From Capecodtoday.comCape Cod Tomatoes (buffy mention)
Monday 29 August 2005, by Webmaster
From time to time I peruse the other blogs tethered to Cape Cod Today. Boy, lots of angst and interest about small town doin’s. Color me ignorant, but I’ve got enough angst and subtle ruin in my own life to keep me distracted. That and the new batch of "Facts of Life" reruns showing on cable.
It’s the "little" things that keep me busy. Kind of like "Seinfeld". Remember how it was billed as a show about nothing? Well, really, it was about something. Or better yet, a bunch of little somethings.
Which brings me to tomatoes. Ah, tomatoes.
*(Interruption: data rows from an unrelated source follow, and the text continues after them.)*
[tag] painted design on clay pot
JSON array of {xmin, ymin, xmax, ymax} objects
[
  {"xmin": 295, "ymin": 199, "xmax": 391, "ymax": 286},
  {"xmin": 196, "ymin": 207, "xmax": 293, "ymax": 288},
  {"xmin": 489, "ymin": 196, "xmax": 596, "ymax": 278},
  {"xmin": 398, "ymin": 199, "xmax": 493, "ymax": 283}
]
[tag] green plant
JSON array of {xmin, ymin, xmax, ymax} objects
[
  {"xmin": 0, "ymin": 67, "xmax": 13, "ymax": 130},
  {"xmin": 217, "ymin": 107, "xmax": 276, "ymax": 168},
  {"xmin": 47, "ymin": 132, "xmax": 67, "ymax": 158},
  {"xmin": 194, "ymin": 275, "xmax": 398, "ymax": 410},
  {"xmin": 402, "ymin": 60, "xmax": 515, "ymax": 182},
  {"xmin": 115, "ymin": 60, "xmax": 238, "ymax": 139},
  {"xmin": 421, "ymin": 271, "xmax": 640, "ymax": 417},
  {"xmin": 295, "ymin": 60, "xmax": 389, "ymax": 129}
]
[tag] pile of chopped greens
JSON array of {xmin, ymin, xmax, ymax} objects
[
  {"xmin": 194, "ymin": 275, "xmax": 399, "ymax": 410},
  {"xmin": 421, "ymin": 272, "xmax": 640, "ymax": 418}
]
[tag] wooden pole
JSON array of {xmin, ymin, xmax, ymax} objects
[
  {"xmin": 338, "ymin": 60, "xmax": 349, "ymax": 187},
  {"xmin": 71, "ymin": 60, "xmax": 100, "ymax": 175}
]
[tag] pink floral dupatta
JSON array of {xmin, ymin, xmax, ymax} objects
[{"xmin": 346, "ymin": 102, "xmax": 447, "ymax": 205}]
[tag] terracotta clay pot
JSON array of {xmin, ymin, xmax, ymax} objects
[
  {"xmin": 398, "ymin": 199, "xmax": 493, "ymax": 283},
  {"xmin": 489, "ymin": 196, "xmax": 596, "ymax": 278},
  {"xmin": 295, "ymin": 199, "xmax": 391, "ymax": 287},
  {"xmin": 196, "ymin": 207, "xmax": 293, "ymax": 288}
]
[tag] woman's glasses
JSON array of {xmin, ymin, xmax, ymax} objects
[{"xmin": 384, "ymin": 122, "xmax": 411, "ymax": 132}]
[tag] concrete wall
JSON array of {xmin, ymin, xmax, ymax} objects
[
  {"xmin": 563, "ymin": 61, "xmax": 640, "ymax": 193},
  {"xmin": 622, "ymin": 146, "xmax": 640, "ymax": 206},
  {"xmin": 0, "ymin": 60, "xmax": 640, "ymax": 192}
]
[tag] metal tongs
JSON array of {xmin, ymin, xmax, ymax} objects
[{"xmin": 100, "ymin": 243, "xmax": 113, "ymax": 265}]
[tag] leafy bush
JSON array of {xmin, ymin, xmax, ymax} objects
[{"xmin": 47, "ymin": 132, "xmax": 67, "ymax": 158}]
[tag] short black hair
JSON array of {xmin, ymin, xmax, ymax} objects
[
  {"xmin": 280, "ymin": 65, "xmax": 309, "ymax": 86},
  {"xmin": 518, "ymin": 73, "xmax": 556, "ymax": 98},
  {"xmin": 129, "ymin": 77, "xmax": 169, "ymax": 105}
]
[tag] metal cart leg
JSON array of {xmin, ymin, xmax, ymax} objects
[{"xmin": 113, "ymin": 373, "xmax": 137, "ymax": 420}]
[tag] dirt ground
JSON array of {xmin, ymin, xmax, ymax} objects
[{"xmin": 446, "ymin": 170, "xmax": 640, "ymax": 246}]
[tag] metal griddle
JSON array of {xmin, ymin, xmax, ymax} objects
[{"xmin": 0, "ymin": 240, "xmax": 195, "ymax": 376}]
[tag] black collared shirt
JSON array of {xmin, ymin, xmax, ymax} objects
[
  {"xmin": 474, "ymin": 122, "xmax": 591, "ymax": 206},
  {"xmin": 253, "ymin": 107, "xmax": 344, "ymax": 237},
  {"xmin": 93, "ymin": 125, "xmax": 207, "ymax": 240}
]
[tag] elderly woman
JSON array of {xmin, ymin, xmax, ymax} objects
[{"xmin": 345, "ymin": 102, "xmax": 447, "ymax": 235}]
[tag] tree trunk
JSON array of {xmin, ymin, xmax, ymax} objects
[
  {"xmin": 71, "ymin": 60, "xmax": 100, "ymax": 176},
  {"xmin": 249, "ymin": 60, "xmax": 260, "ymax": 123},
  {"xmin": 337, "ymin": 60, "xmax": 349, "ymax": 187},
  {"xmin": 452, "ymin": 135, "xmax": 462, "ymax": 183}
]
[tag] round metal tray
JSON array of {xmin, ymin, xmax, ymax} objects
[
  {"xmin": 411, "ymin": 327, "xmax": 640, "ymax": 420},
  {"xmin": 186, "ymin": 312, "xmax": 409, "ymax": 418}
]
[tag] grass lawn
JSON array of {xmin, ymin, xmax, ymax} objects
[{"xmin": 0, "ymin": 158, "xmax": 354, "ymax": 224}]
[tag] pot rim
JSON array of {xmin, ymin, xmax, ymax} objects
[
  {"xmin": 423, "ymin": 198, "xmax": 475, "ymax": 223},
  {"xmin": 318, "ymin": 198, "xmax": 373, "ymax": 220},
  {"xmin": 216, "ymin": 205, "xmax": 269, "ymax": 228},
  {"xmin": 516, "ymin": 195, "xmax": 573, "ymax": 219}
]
I don’t much fancy summer and it’s associates, heat and sun. But I love its tomatoes. Local tomatoes. Cape Cod tomatoes. Tomatoes are a seemingly simple matter.
But it hasn’t been an easy road the past few years. One year a co-worker’s homegrown tomatoes developed a black fungusy (yes, not a word) ailment. Kind of like the big bad in the final season of Buffy—the evil that "devours from below".
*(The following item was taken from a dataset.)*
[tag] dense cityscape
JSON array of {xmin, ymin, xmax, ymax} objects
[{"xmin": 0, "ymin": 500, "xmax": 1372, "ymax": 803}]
Others fall victim to various and sundry bugs and rodents. And deer. Do deer eat tomatoes? I’m sure there is some know-it-all out there who will let me know.
We tried one year (sounds like having a baby). Bought the pots, the soil and a variety of plants. The big and beefies—all the ones with weird names. The S/O was very sporting about the whole thing considering she hates tomatoes. Not the flavor she tells me, the consistency. Endless tirades about how slimy they are do not deter. Me loves me tomatoes.
So she’s out there watering them, tending to them, fashioning poles for them to grow on. Once, I think I even heard her talking to them. I like to think she was saying something sweet—it was probably more along the lines of "grow you little f&*#ers!"
That year’s crop was no bumper. I think it yielded one or two sorry looking specimens. Which I, of course, seasoned and devoured with great thanks to the S/O and just in case, whatever higher being may have been listening in.
The following year, we tried the in the ground method. Disastrous. Not a one. But that’s okay. Because of the male Chihuahua. Male Chihuahuas aren’t exactly leg lifters. They kind of just stand there, aim down and do their business.
But one day my boy caught on to the heavenly, testosterone induced feeling of the leg lift. And now he can barely keep it down. His favorite target(s)? Plants. Flowers. Tomato plants. And the basil we were growing. Suffice it to say our "Green Acres" days are over.
I now rely on the kindness of others. Namely a coworker (cellmate, whatever) who bestowed upon me some of the best tomatoes I’ve had in a long time. Cape Cod grown and tasty as all hell.